Выбрать главу

— Пиши!

— Я не знаю, что писать.

— Ах, не знаешь? Кто ты по специальности?

— Физик, преподаватель университета.

— Учитель, значит.

— Учитель.

— Ты бил учеников?

— Помилуйте, да это же взрослые люди!.. Чуть ли не ровесники ваши.

— Не бил, значит? Ну ладно. А тебя когда-нибудь били? Отвечай: били?

— Мать… однажды. Мне тогда было пять лет… Один раз.

— Всего лишь один раз?

— Да, — ответил Андриан самым решительным тоном. — Всего лишь один раз, да и то матери было так стыдно, что она никогда больше пальцем меня не тронула.

— И в школе тебя не били?

— Нет.

— Небось хорошо учился?

— Да.

— Ну тогда ложись сюда, на письменный стол. Придется мне стать твоим учителем. Я тебя научу писать.

Старый профессор не шелохнувшись сидел на стуле, куда его усадили в начале допроса.

— Ну как, не передумал? Может, теперь сообразишь, что от тебя требуется? Садись в угол и пиши!

— Да нечего мне писать! То есть, если вы желаете подтверждение в письменном виде, я могу написать, что никакой вины за собой не признаю. Политикой я не занимался. О преступлениях, в которых вы меня обвиняете, я и понятия не имею, они вообще чужды моим жизненным принципам.

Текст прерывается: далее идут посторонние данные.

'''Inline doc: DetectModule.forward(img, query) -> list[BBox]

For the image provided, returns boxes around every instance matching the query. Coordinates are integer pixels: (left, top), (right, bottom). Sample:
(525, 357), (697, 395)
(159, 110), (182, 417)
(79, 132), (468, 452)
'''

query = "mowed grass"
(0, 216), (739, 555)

Я никогда…

— Не твоя специальность, так, что ли? — засмеялся молодой человек, размахивая линейкой перед носом старого профессора.

— В точности так. Не моя специальность. К политике не проявлял никакого интереса. Пожалуй, это недостаток… но…

— Это мы уже слышали. Кончай дурака валять! Будешь признаваться?

— Я все сказал.

— Тогда ложись сюда, на стол. Да поживее!

Старик, замерев, сидел на стуле и не двигался.

— Ложись! Ты, видно, все еще не понял, что со мной шутки плохи. — На лице молодого человека сквозь тонкий слой пудры пробился румянец гнева. — А ну ложись!

И тогда старый профессор медленно взобрался на письменный стол. Лег так, как, ему казалось, ложатся провинившиеся ребятишки в школе, только брюки спускать не стал. Ведь он даже в бытность свою школяром не видел экзекуции. У них, в сельской школе, была очень добрая учительница, и он лишь понаслышке знал, что учителя наказывают детей розгами. Он лег, как, по его представлениям, следовало ложиться в таких случаях, и закрыл глаза руками.

— Умеешь писать?

Андриан, уткнувшись ничком, молча качнул головой.

Упругая линейка резко просвистела в воздухе и опустилась — уже ребром.

— Будешь писать? — линейка просвистела второй раз.

— Умеешь писать? — тот же свист в третий раз.

— Будешь писать? Умеешь писать? Будешь писать? Умеешь писать?

Слезы на глазах старого профессора высохли. Он почувствовал в себе силу, зная, что не станет оговаривать самого себя, не станет клеветать на других. Теперь ему не было нужды закрывать глаза руками.

И вот, лежа на столе под ударами, сыплющимися на спину и затылок, он вдруг увидел возле самой головы объемистую пепельницу, полную окурков. Иные папиросы были выкурены лишь наполовину, другие и вовсе чуть ли не целые.

Источавший парфюмерные запахи молодой человек с синевато-серым лицом нервно работал линейкой, а раскрасневшийся от волнения старик, на голове которого после стрижки наголо едва начала пробиваться седина, осторожно шевельнул рукой. Затем естественным неторопливым движением, словно он всю жизнь только этим и занимался, профессор Андриан протянул руку к пепельнице. Чуть выждал, затем запустил туда пальцы и выгреб окурки.

— Умеешь писать? Будешь писать? Умеешь писать? Будешь писать?

Старый профессор медленно подтянул к себе полную горсть и сунул окурки в нагрудный карман пиджака, который портные называют кармашком для сигары, а иные щеголи украшают цветным шелковым платочком. В тот карман, где он несколько десятилетий носил свое любимое вечное перо фирмы «Ватерман» вплоть до того момента, когда при обыске перед баней у него не отобрали это с точки зрения тюремных правил во многих отношениях опасное орудие. Снабженная золотым пером, ручка представляла собой ценность; будучи письменной принадлежностью, подлежала особому запрету, а в качестве металлического предмета могла быть использована при подкопе стены или для повреждения оконной решетки, равно как орудие самоубийства, а стало быть, как вспомогательное средство при побеге любого рода…

Ударов он почти не ощущал, но слезть со стола без посторонней помощи не смог. Молодой человек звонком вызвал конвойного, и тот ухватил профессора под мышки.

— И меня мучаете, и себе вредите, — устало проговорил молодой человек. — Рекомендую одуматься к нашей следующей встрече.